Vontades mecânicas
Não suporto quando o silêncio dos inocentes enclausurados é sufocado em suas alcovas. Um silêncio orquestrado pelo som do proibido e do perigo. Como suportar essa solidão compartilhada, cada um em seu mundo, e a rotina parada? Essa prisão sem grades ou amarras, que aprisionou o amante e a amada. As juras de amor adiadas, as palavras jogadas na gaveta de uma escrivaninha empoeirada, e algumas folhas amassadas. As histórias foram cruzadas, fragmentadas e descontinuadas, não há o que se falar em garantias.

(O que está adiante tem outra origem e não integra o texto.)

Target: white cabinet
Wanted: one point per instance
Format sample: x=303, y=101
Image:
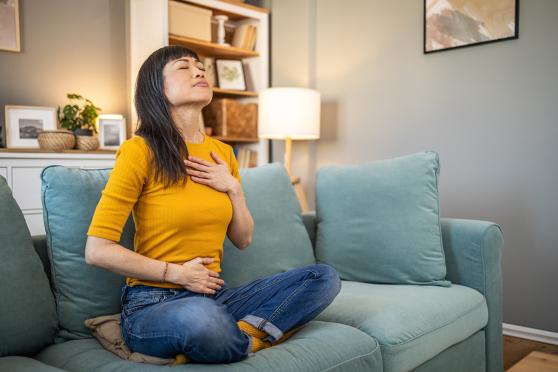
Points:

A temperatura da paciência está em ponto de ebulição; talvez, uma taça de prosecco ou Champagne, uma caipirinha ou rosca, uma lapada de caninha da roça ou coca-cola esfrie a cabeça. Tudo muito louco, solto, absorto; sem sentido. A derme não tem mais cheiro de perfume, é só álcool em gel e sabão. Até a reserva no leito do casal está contra-indicada, pois aquela lingerie devassa e descarada foi roída pela traça. De repente, a vida virou quadrante de lente desfocada. E, sem roteiro, as cenas são gravadas com ar comprimido.Toda reação parece mecânica; uma direção de consciência coletiva. É a síndrome da confusão horizontal, onde todas vontades foram confinadas. Não é normal suportar tudo isso, quando poderia relaxar o corpo, beijar na boca, sorrir à toa e virar o mundo pelo avesso.
P.S.: Roubei do nobre cavalheiro, Dartagnan, a terminologia lapada. Obrigada, poeta querido!